FRIEDRICHSHAFEN - Schicke Fleecepullover, Hoodies und atmungsaktive Kapuzenjacken: Wer Sport treibt, muss sich nicht gammelig kleiden. Vielmehr wird die Sportmode inzwischen von schicker Alltagsmode inspiriert. Auf den nötigen Tragekomfort muss der Freizeitsportler dennoch nicht verzichten, da die Hersteller neben dem Design die Funktionalität der Sportkleidung im Blick behalten.

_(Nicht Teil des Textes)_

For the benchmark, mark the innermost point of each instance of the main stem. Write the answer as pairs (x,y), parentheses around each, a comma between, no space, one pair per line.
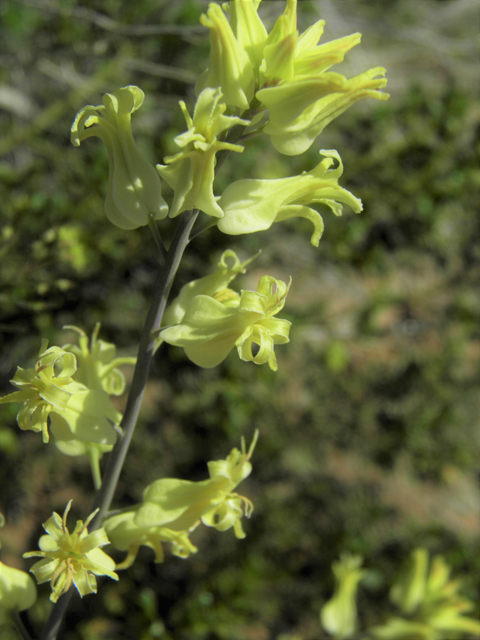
(117,457)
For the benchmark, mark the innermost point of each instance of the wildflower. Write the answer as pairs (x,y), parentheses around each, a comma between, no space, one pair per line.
(229,67)
(71,557)
(290,72)
(125,535)
(215,285)
(97,362)
(190,173)
(134,190)
(181,504)
(248,29)
(210,329)
(49,391)
(339,615)
(254,205)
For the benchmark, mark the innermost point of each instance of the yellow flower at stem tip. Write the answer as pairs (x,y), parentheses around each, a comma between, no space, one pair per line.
(71,558)
(254,205)
(191,172)
(339,615)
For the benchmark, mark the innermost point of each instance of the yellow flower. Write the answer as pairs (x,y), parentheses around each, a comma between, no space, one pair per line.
(49,391)
(209,329)
(71,557)
(430,601)
(215,285)
(134,188)
(97,362)
(290,72)
(190,173)
(181,504)
(254,205)
(229,67)
(125,535)
(339,615)
(172,509)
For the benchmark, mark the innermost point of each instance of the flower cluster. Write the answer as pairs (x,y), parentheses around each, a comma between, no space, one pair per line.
(276,83)
(49,394)
(71,558)
(67,393)
(171,509)
(284,72)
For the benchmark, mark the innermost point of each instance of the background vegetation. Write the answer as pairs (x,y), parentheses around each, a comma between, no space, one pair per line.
(370,431)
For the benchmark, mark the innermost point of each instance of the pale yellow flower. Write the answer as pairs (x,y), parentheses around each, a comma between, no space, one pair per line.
(71,557)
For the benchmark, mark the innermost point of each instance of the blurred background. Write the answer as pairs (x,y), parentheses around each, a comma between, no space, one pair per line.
(370,430)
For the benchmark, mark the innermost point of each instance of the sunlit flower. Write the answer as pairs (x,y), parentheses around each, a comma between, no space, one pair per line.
(71,557)
(172,509)
(190,173)
(254,205)
(181,504)
(229,67)
(97,362)
(134,189)
(209,329)
(48,391)
(290,72)
(214,285)
(125,535)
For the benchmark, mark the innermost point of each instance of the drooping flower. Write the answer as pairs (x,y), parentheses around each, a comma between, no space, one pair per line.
(209,329)
(125,535)
(71,557)
(182,504)
(214,285)
(254,205)
(97,362)
(172,509)
(134,188)
(190,173)
(49,392)
(339,615)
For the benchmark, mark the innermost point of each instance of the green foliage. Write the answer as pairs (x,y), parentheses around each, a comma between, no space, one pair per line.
(369,431)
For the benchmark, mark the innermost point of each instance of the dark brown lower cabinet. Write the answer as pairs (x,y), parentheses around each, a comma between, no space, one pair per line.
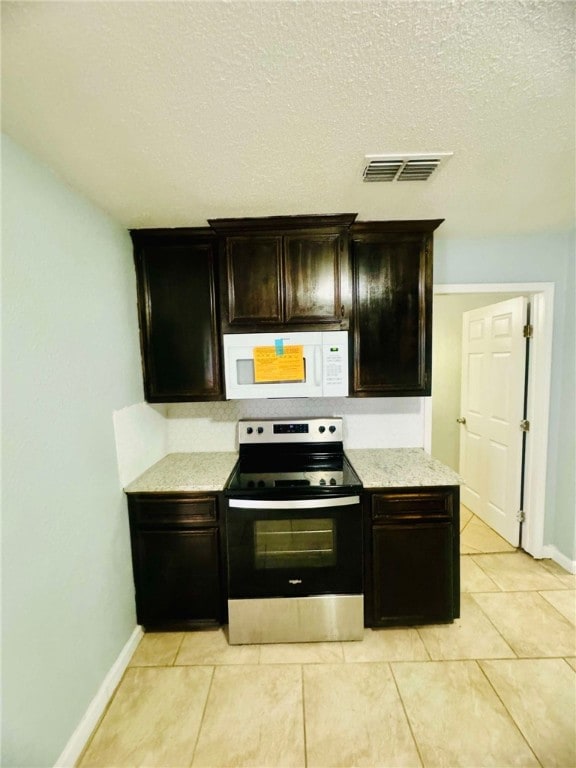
(176,560)
(412,557)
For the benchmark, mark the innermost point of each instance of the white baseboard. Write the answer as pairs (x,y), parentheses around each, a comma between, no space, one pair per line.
(550,551)
(79,738)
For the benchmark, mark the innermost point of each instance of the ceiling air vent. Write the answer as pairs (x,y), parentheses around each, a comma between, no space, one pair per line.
(403,167)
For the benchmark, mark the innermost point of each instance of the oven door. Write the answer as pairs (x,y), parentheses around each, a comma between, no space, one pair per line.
(294,547)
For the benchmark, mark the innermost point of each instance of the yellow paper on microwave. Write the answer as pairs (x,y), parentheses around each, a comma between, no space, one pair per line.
(279,363)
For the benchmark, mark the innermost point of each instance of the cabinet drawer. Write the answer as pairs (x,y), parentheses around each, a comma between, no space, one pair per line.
(173,510)
(431,506)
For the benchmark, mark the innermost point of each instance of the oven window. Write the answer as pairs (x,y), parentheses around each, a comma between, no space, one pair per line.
(295,543)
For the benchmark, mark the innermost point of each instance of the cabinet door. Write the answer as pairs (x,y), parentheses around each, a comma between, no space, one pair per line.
(254,272)
(177,577)
(285,270)
(314,268)
(178,316)
(413,574)
(392,286)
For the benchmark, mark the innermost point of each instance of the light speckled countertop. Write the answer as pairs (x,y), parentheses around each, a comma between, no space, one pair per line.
(377,468)
(399,468)
(186,472)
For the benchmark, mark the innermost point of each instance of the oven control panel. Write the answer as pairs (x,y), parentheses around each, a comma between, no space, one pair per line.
(316,430)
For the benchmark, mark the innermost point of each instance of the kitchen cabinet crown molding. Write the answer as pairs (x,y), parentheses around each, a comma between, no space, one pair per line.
(283,223)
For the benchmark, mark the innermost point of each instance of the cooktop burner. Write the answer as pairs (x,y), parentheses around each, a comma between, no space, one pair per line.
(285,456)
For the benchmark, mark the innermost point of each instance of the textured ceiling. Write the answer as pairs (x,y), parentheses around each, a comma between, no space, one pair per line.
(166,114)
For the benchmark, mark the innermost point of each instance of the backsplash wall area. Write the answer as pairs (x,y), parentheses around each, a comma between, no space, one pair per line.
(368,422)
(145,433)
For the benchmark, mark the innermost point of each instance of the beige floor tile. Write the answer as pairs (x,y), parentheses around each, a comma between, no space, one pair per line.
(564,601)
(386,645)
(567,579)
(528,623)
(301,653)
(253,717)
(517,571)
(456,717)
(153,719)
(354,717)
(540,694)
(479,537)
(211,647)
(157,649)
(472,636)
(465,516)
(473,578)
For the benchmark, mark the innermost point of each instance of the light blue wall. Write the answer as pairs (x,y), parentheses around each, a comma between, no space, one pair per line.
(522,259)
(70,357)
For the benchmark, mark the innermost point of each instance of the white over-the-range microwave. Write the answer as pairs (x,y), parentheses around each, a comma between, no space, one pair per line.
(300,364)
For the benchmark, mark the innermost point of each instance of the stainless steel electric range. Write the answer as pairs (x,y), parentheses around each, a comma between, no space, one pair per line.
(293,534)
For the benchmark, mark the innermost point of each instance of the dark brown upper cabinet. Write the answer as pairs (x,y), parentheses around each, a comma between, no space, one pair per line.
(284,271)
(392,319)
(178,314)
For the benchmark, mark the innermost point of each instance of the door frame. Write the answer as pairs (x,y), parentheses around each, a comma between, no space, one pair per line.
(538,407)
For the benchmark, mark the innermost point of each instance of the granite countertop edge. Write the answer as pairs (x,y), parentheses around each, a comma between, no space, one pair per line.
(198,472)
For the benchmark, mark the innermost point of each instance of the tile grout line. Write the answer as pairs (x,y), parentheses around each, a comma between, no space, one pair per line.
(304,716)
(403,705)
(510,715)
(201,723)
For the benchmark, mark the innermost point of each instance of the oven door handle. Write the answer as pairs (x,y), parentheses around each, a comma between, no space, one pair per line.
(340,501)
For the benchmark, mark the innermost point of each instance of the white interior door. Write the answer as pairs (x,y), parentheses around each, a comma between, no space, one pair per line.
(492,408)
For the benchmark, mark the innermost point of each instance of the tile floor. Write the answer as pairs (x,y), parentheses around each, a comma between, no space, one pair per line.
(496,688)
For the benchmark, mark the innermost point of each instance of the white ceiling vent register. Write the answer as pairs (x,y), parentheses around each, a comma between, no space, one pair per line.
(403,167)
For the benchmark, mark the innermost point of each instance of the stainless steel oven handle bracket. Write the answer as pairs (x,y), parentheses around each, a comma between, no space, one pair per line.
(340,501)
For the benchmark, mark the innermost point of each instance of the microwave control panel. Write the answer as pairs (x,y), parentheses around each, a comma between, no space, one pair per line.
(335,363)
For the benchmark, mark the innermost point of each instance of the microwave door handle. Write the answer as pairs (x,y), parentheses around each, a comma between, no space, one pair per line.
(317,366)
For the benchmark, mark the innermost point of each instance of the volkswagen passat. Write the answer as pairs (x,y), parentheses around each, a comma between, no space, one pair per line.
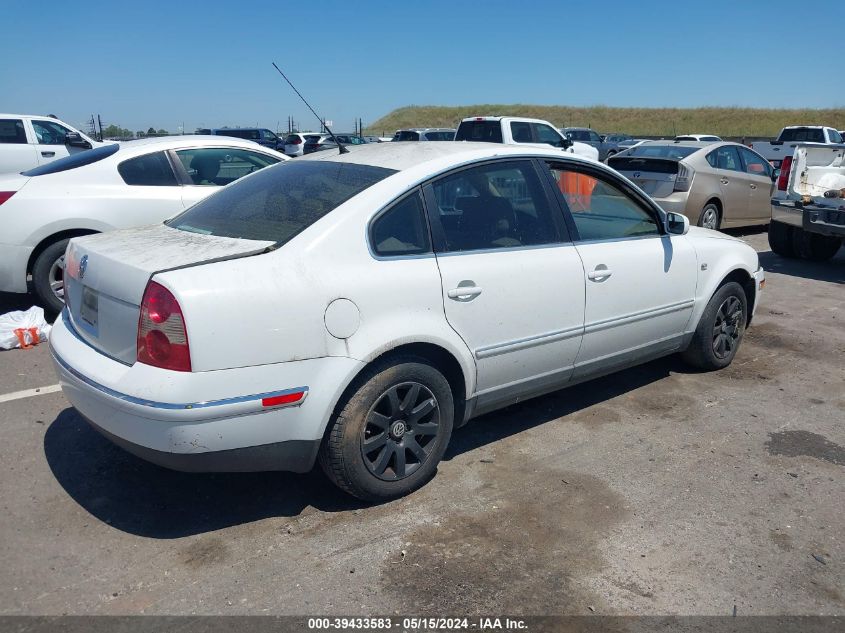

„So ist die aktuelle Sportkleidung viel figurbetonter als noch vor wenigen Jahren, vor allem bei den Frauen“, hat Modeberater Andreas Rose aus Frankfurt beobachtet. Das hat mit einem neuen Lebensgefühl der Gesellschaft zu tun: Menschen, die sich gern sportlich betätigen und dabei ihren Körper formen, wollen das auch zeigen, erläutert Alexander Rademacher von der Igedo Company in Düsseldorf, einem Veranstalter von Modemessen.
Doch nicht jeder mag das: Während Frauen Figurbetontes wie Tanktops, Leggins oder schmal geschnittene Sweatpants mit seitlich aufgesetzten Nähten, einem elastischen Bund mit Kordelzug und Beinbündchen vorziehen, sitzen bei den Herren die Hosen für viele Sportarten weiterhin gewohnt locker – im Stil der Baggy Pants, beschreibt Rose. Ausnahmen sind etwa Läufer in engen Leggins.
Bei den Farben sei die Branche immer noch sehr konventionell, sagt Ralf Stefan Beppler, Trendexperte der Fachmesse Outdoor in Friedrichshafen. Doch das ist nichts Angestaubtes, Langweiliges: Männer und Frauen tragen gleichermaßen auffällige, knallige Farben. Zu den angesagten Tönen gehörten Pink sowie ein helles Blau und Türkis, berichtet Beppler. Im Outdoorbereich seien vor allem Rot, Orange und verschiedene Gelbtöne zu finden, weil diese auch als Signalfarben fungierten.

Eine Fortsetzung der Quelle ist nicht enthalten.